The first game I chose to play was the original Grand Theft Auto, which is a top-down, pixelated version of the GTA you know and love today with an outdated control scheme. It took me quite a bit to get used to the handling, mainly because you have to hold X to run, which just felt totally foreign to me. Still, it plays as I remember it for the most part.

After that, I moved onto Intelligent Qube, a title which meant nothing to me when I saw it on the list of included games weeks ago but recognised as soon as I saw the thumbnail. In it, you control a little man on a sheet of cubes which roll towards you. You’re meant to wipe out all of the cubes without dying but I died continuously anyway, so I really have no fucking clue. If you get crushed, a man yells “AGAIN!” at you, which is encouraging, I guess.

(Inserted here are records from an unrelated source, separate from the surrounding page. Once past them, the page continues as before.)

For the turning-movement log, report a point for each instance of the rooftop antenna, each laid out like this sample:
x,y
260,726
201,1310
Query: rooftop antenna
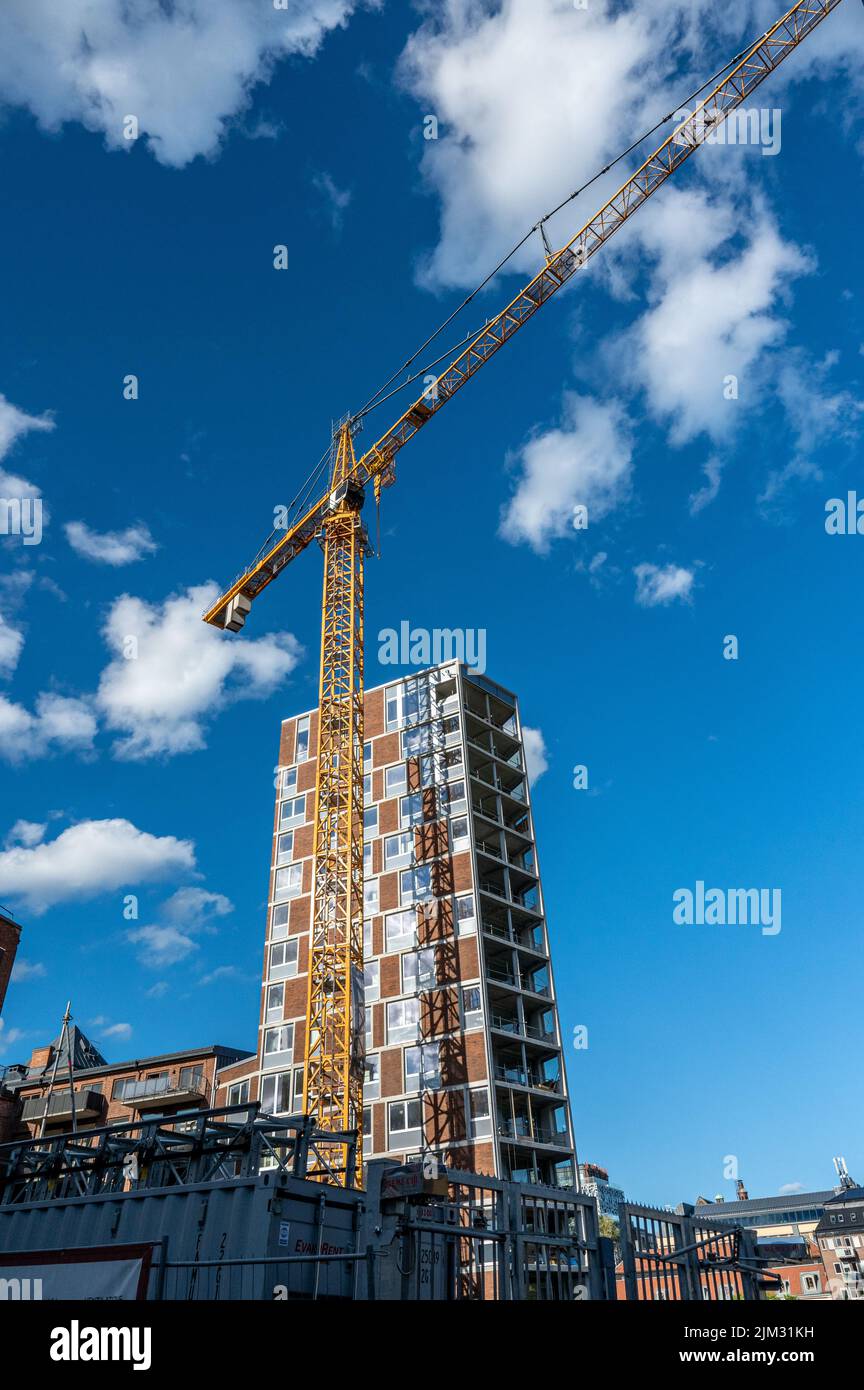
x,y
64,1037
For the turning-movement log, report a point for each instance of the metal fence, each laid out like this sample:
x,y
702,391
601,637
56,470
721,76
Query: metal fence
x,y
197,1147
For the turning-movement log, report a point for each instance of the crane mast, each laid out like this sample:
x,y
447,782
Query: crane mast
x,y
334,1023
332,1076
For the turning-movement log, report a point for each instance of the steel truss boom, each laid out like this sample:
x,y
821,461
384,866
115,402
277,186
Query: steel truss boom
x,y
378,463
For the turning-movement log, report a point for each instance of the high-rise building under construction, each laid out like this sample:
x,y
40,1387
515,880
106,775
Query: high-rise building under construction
x,y
463,1045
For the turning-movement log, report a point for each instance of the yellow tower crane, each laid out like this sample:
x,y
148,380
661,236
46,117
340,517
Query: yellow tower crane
x,y
334,1030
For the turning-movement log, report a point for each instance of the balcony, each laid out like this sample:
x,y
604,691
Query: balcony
x,y
531,1032
497,975
156,1091
88,1107
528,1077
521,1129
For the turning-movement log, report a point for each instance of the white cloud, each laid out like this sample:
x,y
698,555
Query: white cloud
x,y
184,672
14,424
161,945
535,754
61,723
184,915
27,833
656,585
713,473
10,1036
117,1030
184,68
714,312
222,972
110,546
11,644
535,96
89,858
195,908
336,199
27,970
586,460
532,97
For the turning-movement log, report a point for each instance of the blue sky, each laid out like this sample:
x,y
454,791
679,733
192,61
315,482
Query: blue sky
x,y
706,517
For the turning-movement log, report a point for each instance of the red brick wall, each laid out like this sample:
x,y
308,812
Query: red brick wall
x,y
10,934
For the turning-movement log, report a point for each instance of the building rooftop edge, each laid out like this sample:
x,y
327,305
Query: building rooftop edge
x,y
216,1048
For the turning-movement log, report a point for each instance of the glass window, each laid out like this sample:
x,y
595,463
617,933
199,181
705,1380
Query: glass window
x,y
275,1093
278,923
404,1122
367,1129
418,970
422,1068
288,881
453,763
278,1041
411,809
399,849
370,897
478,1111
396,780
371,980
416,884
466,919
406,702
371,1076
275,1002
416,741
472,1007
403,1019
302,748
284,958
453,798
292,812
400,930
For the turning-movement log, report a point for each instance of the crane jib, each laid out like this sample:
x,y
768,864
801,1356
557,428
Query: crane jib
x,y
378,464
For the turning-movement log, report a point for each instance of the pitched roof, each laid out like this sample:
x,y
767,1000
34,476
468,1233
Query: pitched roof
x,y
82,1051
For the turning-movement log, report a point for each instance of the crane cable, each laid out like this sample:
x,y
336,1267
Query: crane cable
x,y
538,227
385,394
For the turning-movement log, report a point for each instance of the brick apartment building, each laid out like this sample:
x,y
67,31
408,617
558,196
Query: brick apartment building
x,y
10,936
841,1239
104,1093
463,1043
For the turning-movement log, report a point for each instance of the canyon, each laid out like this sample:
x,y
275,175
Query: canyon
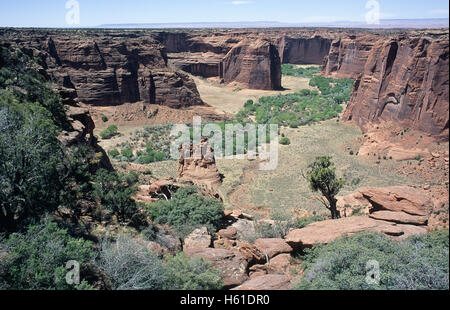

I also played the snowboarding game, Cool Boarders, Abe’s Odyssey, which is still weird as hell, third-person shooter, Syphon Filter, and racing free-for-all, Destruction Derby. While each invoked its own sense of nostalgia as I played, they all had a common theme, which was difficulty. Not in a traditional sense, though, I just felt like most of the times I died it was because of janky controls or slow button response rather than my own error. I’m not trying to shit on the console, though, that’s honestly just how the games were in that era, which is easy to forget more than 20 years later.

What you get with the PlayStation Classic is a true experience, all the way down to the messiness of the 32-bit era of gaming. Hell, some of the games that had a couple of disks back in the day will still ask you to swap disks at the same point, meaning you need to physically get up and hit a button on the console to trigger it. I love this inclusion, but others may not.

Early 3D titles were groundbreaking at the time, but they tend to age a little worse than their 8-bit and 16-bit counterparts on the NES and SNES classics. The controls are tricky, the edges are jagged, and the pixels are huge, but that’s why I love it. Embrace the jank and remember the good times, babyyyy.

The PlayStation Classic hits shelves on the 3rd of December and will set you back $149.